Sharknado - there is so much wrong in this still that it becomes so right...

Sharknado – there is so much wrong in this still that it becomes so right…

Now I have to say, I’ve been incredibly unprofessional in my viewing of Sharknado. Unfortunately cider got the better of me, and I had to stop watching after around an hour and pass out in my bed. I never did see the end, I got up to the bit after the school bus (probably the funniest scene I’ve ever seen). Not to be defeated by sleep and not actually finishing the film, I thought I’d transform a review into an article.

Bad cinema has it’s own merits as worthy of film critique and discussion, not least as the yardstick to measure all other forms of cinema, ‘Was it ‘Transformers bad’ or ‘Sharknado bad?’. But the element of bad cinema which is probably most important, is the ability to discover new ways of making films on a shoe-string budget. For example, Birdemic, quite clearly edited on a computer (and badly so), has lead to other unknown directors editing films well on their computer. Without the creativity and ingenuity of the minds behind bad cinema, we wouldn’t have the creativity and ingenuity of good filmmakers.

Above all bad cinema is funny. Very funny. And it tends to be free (not directly) but available on the internet and specialist TV channels (which tend to come as part of a package anyway) I first saw Birdemic at University and It’s a film that is so bad, it’s made it onto the IMDB bottom 100, scoring a 1.9/10. It’s badness is staggering, bad audio, terrible editing, not to mention hysteric inducing CGI. But it’s films like Birdemic and Sharknado which stand to interrupt the ‘all cinema is art’ idea.
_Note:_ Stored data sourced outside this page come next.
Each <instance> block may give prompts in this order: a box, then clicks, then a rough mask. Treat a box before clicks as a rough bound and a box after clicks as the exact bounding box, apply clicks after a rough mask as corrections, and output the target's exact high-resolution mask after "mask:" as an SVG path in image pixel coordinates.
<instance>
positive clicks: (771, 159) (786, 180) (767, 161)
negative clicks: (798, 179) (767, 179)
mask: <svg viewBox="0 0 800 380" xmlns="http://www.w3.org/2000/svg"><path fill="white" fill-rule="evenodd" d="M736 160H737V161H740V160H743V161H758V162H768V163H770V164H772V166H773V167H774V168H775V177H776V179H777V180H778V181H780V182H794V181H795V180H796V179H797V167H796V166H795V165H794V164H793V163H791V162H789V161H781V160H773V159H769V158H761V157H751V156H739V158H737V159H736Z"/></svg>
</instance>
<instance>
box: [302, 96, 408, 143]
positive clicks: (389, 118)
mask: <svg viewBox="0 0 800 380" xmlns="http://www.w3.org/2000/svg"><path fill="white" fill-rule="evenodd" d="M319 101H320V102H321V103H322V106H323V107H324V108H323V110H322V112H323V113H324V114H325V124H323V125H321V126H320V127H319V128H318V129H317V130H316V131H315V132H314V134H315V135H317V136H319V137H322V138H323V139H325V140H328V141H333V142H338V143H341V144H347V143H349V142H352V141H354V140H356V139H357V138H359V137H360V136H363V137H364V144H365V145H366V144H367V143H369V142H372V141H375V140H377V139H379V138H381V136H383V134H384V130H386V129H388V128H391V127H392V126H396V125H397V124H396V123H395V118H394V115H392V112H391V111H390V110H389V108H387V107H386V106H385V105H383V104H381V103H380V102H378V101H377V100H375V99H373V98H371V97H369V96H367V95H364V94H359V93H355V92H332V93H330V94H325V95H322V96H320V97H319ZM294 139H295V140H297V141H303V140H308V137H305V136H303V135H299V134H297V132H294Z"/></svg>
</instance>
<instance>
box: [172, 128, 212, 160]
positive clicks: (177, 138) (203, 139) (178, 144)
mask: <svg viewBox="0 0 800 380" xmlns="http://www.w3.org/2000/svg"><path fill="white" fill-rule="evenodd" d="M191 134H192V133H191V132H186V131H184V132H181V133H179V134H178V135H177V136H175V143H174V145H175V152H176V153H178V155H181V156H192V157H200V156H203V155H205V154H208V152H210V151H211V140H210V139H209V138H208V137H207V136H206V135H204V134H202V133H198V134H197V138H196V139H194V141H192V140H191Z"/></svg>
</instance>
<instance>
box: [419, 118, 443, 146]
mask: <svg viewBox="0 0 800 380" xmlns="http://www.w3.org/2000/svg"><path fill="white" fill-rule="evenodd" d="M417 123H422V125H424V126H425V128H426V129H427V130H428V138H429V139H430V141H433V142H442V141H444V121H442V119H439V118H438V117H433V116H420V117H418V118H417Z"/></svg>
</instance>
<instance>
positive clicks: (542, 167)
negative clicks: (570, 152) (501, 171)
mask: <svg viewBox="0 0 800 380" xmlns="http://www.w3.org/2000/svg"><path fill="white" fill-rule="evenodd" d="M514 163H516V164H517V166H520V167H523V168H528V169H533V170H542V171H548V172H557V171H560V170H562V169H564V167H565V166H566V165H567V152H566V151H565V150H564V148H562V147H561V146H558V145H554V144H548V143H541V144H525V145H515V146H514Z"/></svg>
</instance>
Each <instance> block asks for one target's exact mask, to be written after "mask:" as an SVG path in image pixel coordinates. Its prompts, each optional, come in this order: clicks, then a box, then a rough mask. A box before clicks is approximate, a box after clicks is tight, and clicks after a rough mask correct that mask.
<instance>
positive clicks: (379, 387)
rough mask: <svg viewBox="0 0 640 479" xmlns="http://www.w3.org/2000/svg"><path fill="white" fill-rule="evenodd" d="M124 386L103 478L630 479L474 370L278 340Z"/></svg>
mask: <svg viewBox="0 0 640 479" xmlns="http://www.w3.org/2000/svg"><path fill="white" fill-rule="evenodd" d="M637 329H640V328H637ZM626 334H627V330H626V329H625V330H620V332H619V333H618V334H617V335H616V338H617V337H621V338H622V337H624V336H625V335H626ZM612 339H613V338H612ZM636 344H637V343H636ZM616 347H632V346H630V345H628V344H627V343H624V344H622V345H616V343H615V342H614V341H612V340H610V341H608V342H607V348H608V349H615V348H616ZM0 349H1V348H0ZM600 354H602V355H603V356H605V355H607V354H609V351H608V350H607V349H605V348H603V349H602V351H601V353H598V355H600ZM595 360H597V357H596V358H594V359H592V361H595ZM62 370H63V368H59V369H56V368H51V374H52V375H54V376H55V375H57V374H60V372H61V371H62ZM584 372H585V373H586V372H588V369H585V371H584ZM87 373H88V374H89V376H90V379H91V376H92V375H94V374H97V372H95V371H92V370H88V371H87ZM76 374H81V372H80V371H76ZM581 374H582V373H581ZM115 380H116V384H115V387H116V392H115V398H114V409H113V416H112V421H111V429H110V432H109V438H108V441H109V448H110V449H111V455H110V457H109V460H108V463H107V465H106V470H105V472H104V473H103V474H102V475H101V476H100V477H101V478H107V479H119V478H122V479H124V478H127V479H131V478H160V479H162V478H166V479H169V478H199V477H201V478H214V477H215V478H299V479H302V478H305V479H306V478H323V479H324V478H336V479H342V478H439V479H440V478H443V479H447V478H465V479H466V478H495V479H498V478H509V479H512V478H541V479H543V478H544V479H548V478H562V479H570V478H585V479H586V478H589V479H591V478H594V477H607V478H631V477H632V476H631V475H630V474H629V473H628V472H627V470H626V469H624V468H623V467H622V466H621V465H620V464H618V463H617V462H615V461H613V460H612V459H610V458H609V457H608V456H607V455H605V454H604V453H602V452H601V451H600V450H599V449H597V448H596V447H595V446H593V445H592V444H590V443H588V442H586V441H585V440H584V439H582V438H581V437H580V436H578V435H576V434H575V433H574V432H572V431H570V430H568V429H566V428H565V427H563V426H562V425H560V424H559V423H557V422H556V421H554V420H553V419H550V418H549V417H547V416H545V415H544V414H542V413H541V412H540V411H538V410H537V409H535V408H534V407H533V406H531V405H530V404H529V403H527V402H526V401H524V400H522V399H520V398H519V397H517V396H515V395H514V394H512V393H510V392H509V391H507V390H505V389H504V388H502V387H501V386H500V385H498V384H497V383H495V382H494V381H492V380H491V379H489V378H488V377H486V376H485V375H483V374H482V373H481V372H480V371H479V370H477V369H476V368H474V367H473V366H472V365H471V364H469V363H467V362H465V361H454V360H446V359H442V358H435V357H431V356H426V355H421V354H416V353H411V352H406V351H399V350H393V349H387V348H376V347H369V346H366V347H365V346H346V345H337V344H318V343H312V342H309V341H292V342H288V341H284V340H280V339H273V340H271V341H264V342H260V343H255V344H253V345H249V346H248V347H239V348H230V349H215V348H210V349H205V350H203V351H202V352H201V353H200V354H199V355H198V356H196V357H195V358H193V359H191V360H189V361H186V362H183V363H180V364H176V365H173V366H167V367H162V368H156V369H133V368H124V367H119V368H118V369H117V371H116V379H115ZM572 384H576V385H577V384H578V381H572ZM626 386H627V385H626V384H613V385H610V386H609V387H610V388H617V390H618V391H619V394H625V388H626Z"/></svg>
It cant all be as profound as Shawshank, Schindler and Sosze, and quite rightly serves to take us self proclaimed cinema officianados down a peg or two. Try and find some analogy in Birdemic.

Birdemic - Yes that is some photoshopped fire

Birdemic – Yes that is some photoshopped fire

Bad cinema has rightly gained cult status in cinema, an acquaintance of mine at university ran a bad cinema night down at the local student haunt, there are small scale festivals dedicated to bad cinema. And on a clarifying end note, were not talking bad cinema as in the Razzies, Adam Sandler unfortunately you don’t make it into my article about bad cinema, but films which are seemingly badly made on purpose (god I hope so).

3 thoughts on “Sharknado: Popularity of bad cinema

  1. Pingback: » Movie Review – Star Trek V: The Final Frontier Fernby Films

  2. Pingback: FocusFlik – Blair Witch Project | FlikGeek

  3. I’m not a fan of intentionally bad cinema (or even unintentional, for that matter), but I laughed my ass off during Sharknado. I doubt I’ll ever watch it again, but it was a good laff.